Thomas Laurent Madeleine Duverne de Presle (21 June 1763, possibly at Giverdy 13 December 1844, Maubranches, Cher) was a French sailor.

==Life==
He was a student at the École militaire de La Flèche in 1777, then served in the French Navy, coming to sympathize with revolutionary ideas during his service in the American Revolutionary War. On the French Revolution he was lieutenant de vaisseau de première classe in 1790, before he and his family fell victim to persecutions of Nivernais nobles. In 1791 he had to emigrate to Switzerland then Germany. Disagreeing with the other émigrés, he returned to France, left again for England, returned on the promulgation of the anti-émigré law on 26 October 1792, though this did not stop him being expelled from Paris on 11 November 1792. This expulsion means he seems to have been in the service of the counter revolutionary struggle.

From 1794 between the count of Provence (future Louis XVIII), François de Charette, the Vendéens and the chouans in Brittany. After the Quiberon landing was defeated in July 1795, he wrote to Louis XVIII to suggest he stop massacring his partisans in uprisings and taking advantage of political and electoral means as a way back to power. At the end of 1795 he made contact with abbot Charles Brottier and Charles Honoré Berthelot La Villeheurnois in a royalist plot.
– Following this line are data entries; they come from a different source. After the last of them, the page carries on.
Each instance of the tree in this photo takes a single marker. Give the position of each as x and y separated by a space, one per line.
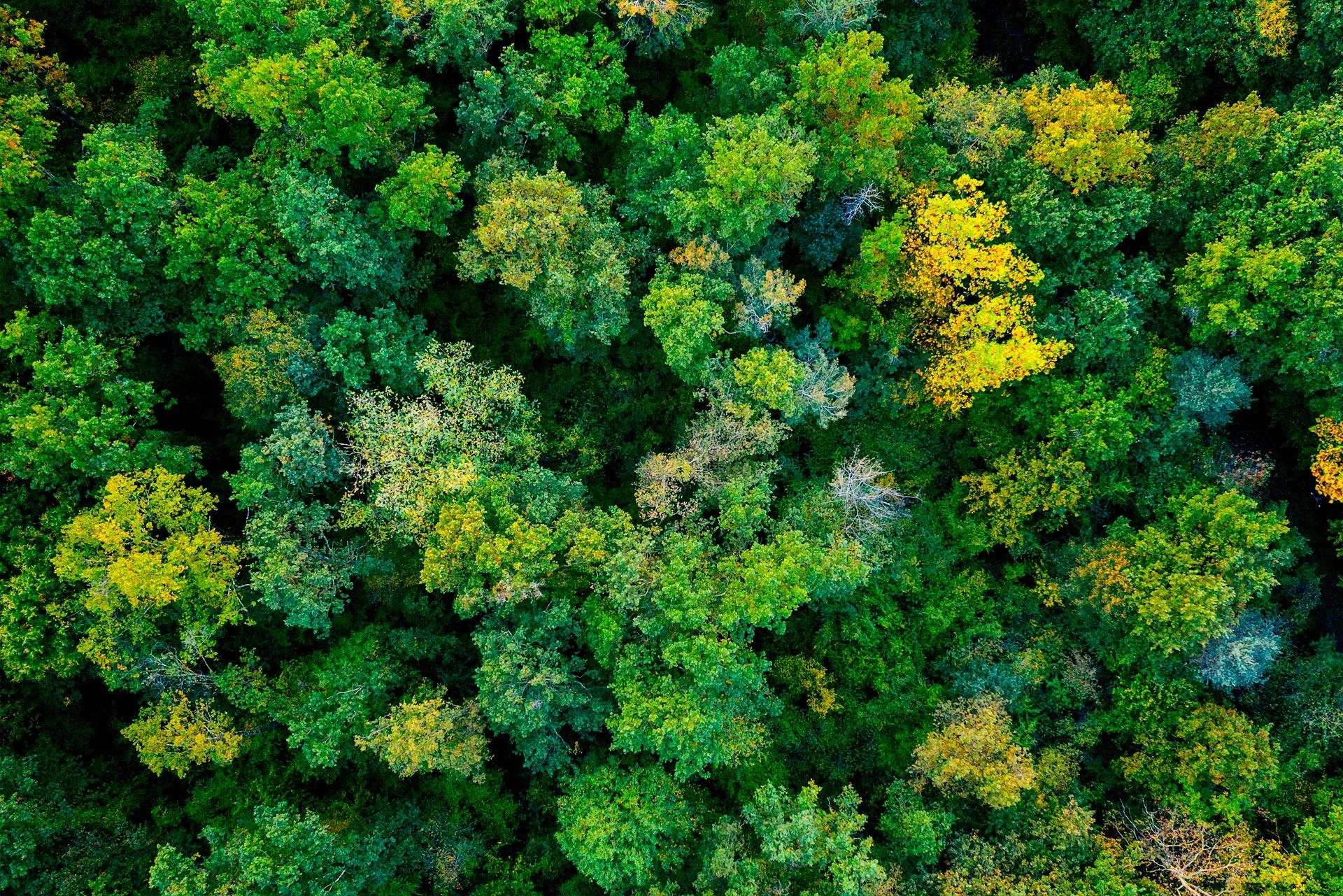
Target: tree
966 303
430 734
1328 461
754 172
535 684
300 78
1049 483
1081 135
99 253
283 851
556 245
786 840
33 86
274 364
566 86
973 753
423 192
381 347
180 731
858 120
1182 579
410 456
442 33
70 414
625 827
826 17
658 26
335 242
152 567
1211 762
1242 657
285 484
1209 388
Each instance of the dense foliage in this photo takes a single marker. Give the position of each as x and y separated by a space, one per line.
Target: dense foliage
818 448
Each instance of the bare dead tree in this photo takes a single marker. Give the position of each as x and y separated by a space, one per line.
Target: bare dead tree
864 201
1194 856
868 495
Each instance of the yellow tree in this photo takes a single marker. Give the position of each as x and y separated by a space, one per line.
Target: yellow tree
973 753
970 313
1328 462
1081 135
151 563
182 731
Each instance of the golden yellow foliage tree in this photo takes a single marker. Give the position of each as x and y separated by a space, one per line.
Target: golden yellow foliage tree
1328 462
179 732
1081 135
973 753
150 562
972 312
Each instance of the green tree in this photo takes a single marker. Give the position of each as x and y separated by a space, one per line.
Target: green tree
286 484
857 118
625 827
753 173
33 86
1181 581
567 86
97 255
786 840
556 245
70 414
283 851
152 567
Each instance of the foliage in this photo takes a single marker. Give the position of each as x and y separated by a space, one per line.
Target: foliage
148 559
556 245
973 753
730 448
623 827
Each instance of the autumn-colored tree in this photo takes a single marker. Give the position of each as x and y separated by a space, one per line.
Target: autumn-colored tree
858 118
973 753
182 731
429 734
966 297
556 245
1328 461
1081 135
152 567
33 86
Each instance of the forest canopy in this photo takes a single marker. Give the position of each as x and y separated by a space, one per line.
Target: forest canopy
671 448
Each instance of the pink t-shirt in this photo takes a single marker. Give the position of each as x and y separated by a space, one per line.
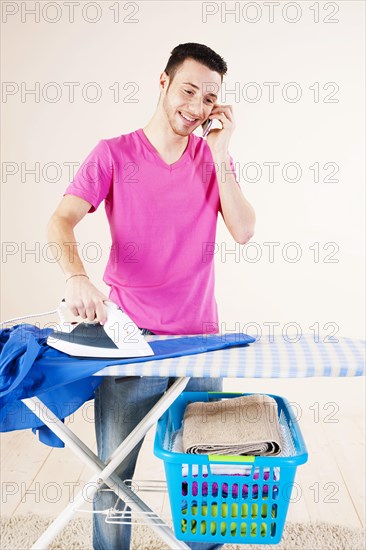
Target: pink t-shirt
163 226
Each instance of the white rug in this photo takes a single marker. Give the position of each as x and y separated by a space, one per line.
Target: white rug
20 532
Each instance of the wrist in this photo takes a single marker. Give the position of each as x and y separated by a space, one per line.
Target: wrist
76 275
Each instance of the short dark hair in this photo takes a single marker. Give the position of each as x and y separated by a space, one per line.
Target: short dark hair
199 52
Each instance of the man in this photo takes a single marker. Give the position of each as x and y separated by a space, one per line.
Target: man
163 187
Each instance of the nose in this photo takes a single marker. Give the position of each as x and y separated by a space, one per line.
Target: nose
196 108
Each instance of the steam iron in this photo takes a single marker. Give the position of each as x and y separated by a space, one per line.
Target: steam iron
118 338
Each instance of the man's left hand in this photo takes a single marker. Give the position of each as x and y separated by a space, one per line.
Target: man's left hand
218 140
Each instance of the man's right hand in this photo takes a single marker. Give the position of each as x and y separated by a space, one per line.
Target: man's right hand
84 299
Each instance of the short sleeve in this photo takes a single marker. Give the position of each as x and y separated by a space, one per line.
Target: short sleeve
93 178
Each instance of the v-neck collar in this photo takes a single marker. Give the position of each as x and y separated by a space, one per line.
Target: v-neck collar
182 160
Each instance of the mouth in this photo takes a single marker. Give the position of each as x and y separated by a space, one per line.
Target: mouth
188 120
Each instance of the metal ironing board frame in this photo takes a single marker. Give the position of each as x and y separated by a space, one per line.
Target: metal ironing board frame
105 471
260 359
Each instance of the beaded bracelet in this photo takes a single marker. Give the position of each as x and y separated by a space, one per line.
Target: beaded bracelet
77 275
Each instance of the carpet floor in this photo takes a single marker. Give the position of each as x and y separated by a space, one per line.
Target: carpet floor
20 532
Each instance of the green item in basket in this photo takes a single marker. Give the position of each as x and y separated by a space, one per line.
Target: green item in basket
223 525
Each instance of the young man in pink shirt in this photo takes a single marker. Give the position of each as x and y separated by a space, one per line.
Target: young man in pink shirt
163 187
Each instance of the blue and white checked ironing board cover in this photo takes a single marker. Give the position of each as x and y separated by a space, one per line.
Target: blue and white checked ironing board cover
266 358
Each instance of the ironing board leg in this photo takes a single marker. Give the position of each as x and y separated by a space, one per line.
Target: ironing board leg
105 471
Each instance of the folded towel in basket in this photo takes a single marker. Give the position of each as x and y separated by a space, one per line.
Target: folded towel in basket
246 425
He met with Louis XVIII in Zürich in April 1796 and the comte d'Artois (the future Charles X of France) in London in October, putting them in touch with the progress of the royalist cause. Effectively the elections to the councils of the French Directory led to many elected figures favorable to a restoration of the monarchy, but the plotters were betrayed by a double agent and arrested on 30 June 1797. Condemned to death, Thomas Laurent Duverne de Presle saw this commuted to a 10-year prison sentence. He and the other conspirators were sent to Guyana – Presle was treated leniently, leading some to believe he had told the authorities all he knew about the royalist networks active in France. On 21 March 1798 he embarked on an American ship with a Swiss passport, probably taking him to the USA.

He returned to France and was getting back into contact with the comte d'Artois in London when Napoleon's police arrested him in Paris on 6 October 1803. He protested his devotion to the Imperial regime and was released. Nothing more is known of him until the Bourbon Restoration, when Louis XVIII made him retire at the rank of capitaine de frégate.